3) Italian government bonds have left the pool of safe assets in a contagion risk perspective. In extreme market phases, they tend to show tail risk dependency to risky assets. This contagion risk varies over time, but during the Covid-19 crisis it has again reached the levels of the euro crisis or the government crisis of 2018 (Figure 1).

Figure 1 – Contagion factor from MSCI EMU to BTP 7-10y*
Figure 1 – Contagion factor from MSCI EMU to BTP 7-10y*
*1y rolling window. Sources: Refinitiv, Allianz Research
Figure 2 – Contagion factor from S&P 500 to USD Corporates IG*
Figure 2 – Contagion factor from S&P 500 to USD Corporates IG*
*1y rolling window. Sources: Refinitiv, Allianz Research
What contagion risk to expect from the next financial market turmoil?

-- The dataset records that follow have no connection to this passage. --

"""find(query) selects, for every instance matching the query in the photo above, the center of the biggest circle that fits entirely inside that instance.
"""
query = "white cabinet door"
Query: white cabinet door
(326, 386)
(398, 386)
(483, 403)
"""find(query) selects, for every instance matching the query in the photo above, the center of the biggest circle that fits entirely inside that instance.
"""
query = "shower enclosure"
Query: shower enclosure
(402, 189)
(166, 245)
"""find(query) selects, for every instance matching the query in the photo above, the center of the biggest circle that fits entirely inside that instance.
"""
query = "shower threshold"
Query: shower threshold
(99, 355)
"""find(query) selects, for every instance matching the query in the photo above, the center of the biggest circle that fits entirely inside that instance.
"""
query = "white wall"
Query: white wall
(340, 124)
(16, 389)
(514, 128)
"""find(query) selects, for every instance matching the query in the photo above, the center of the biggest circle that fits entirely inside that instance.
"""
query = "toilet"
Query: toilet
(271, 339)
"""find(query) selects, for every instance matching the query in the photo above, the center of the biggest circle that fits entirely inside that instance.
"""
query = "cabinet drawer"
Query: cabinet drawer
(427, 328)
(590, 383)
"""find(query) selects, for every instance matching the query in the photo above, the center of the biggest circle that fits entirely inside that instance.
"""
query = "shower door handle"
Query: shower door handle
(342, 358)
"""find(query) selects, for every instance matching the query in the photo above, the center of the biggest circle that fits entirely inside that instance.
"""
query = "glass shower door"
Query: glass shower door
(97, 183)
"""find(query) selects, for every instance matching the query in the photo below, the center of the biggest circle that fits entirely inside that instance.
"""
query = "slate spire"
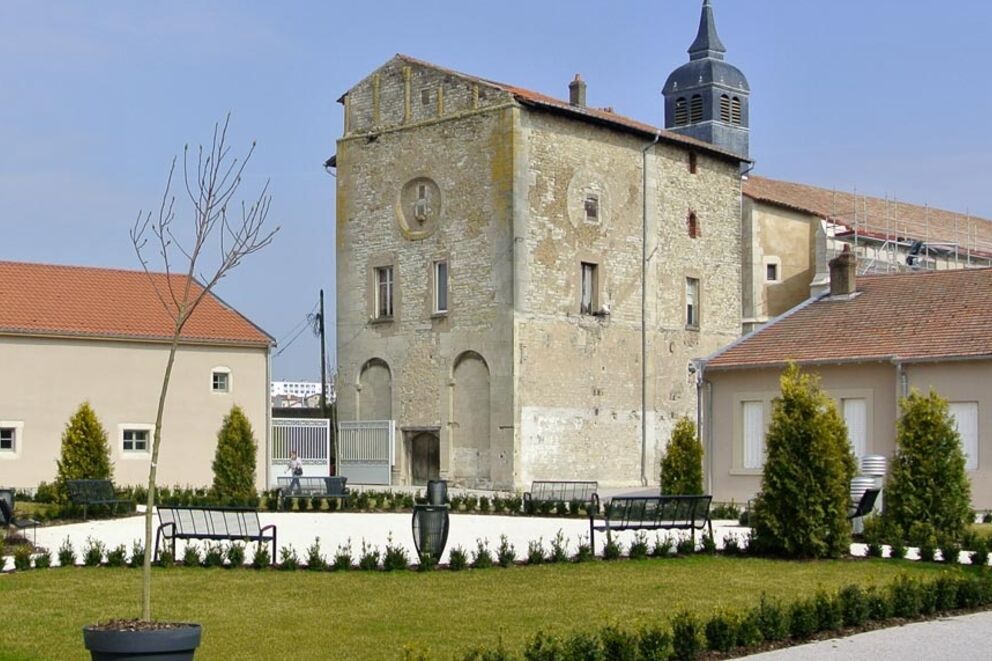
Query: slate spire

We currently see the most likely trigger for renewed market turmoil in overvalued US equities and US high yield bonds. However, if a shock occurs in these asset classes, the contagion is unlikely to again spread equally across all asset classes. Thanks to the massive easing measures by central banks and the reactivation of the international liquidity framework (swap lines), it is unlikely that the rush for liquidity will reappear in a similar way. In addition, the asset purchases by major central banks should have increased the robustness of the market for IG and government bonds. In the event of renewed market turmoil, a classic contagion pattern within the risky assets cluster can therefore rather be expected. For the management of tail risk this means the preferred strategy is to build up positions in US Treasuries or other safe government bonds, especially at the short end of the curve.